Partitioned A3C for RogueInABox

This software is a fork of:

This project has been tested on Debian 9. The setup.sh script installs the necessary dependencies and compiles Rogue. Before running setup.sh you must have installed virtualenv, python3-dev, python3-pip and make. For more details, please read our wiki and our paper.

The train.sh script starts the training.

During training the agent produces real-time statistics on the its perfomance. Among the statistics reported there are:

  • the success rate: the percentage of episodes in which the final state is reached (an equivalent of the accuracy)
  • the number of new tiles found during the exploration process
  • the number of steps taken to win an episode

In the folder "checkpoint" there are the tensorflow checkpoints of a 40kk steps training (with a success rate around 97.5%)

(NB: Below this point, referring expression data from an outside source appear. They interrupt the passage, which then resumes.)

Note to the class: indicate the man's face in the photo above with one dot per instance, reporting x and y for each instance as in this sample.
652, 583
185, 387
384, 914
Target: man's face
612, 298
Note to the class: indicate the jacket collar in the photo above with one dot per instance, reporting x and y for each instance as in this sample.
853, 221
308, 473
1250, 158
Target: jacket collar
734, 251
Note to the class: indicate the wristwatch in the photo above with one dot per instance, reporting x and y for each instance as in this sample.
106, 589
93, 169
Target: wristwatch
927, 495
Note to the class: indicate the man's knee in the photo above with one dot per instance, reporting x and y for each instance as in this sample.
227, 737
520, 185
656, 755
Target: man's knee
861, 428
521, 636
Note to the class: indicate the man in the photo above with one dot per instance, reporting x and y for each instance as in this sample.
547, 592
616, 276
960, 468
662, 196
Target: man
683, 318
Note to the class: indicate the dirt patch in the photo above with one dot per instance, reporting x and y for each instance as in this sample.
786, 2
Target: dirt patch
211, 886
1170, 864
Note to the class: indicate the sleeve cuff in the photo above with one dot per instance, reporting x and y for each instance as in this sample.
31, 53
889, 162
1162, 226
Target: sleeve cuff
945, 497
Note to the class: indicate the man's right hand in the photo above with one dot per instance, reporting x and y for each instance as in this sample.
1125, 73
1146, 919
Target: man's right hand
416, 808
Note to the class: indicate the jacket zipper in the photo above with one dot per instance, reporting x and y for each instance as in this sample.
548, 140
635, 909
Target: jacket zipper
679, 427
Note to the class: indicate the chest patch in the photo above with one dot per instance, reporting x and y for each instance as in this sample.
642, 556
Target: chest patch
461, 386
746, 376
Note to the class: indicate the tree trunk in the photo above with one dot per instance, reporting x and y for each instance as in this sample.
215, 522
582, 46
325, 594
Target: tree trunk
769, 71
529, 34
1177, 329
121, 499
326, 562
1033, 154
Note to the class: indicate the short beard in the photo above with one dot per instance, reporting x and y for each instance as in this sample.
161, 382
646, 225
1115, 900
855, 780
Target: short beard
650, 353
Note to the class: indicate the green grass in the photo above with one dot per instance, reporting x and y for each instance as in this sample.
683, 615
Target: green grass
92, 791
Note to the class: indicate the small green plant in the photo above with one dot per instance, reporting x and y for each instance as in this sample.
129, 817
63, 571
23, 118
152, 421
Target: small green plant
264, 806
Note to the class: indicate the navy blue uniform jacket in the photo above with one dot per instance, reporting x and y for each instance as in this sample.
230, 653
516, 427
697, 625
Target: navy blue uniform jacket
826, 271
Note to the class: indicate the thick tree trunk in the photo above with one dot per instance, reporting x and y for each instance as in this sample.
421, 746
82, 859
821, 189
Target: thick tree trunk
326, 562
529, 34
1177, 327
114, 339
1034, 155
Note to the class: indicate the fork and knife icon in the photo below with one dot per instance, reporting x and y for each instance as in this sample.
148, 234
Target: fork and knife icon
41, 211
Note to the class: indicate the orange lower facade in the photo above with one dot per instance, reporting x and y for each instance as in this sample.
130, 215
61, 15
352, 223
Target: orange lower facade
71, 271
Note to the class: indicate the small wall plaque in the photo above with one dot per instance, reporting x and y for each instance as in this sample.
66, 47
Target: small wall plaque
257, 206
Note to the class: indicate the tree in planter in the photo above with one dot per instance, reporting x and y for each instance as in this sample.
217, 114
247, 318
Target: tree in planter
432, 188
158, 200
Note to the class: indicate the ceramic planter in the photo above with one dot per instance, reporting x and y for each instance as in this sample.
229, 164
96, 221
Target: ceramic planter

For each thread, the statistics are printed as the average of the last 200 episodes. The results.log file contains the average of the average of each thread. Through the options.py file you can change most of the architecture parameters, including: the number of threads to use, whether to use the GPU or not, the initial learning rate, the log directories and much more. The framework is composed of the following classes:

  • Application (train.py): the global A3C agent, which contains the methods for starting the local workers.
  • Trainer (trainer.py): a local A3C worker.
  • RMSPropApplier (rmsprop_applier.py): the class for asynchronously computing the gradient.
  • MultiAgentModel and A3CModel (multi_agent_model.py and a3c_model.py): within these classes the structure of the neural network is specified (LSTM, policy layer, value layer, CNN, FC, ecc..).
  • Environment (environment.py): class that handles the interface between the agent and the environment. The Environment class has been extended with RogueEnvironment (rogue_environment.py). RogueEnvironment contains methods for calculating rewards, obtaining statuses and statistics on episodes, etc.

Training Video (click to play)

Youtube video of the training

License

This software is a fork of:

Those parts of this software that are not inherited from the aforementioned repositories are released under the GPL v3.0 licence.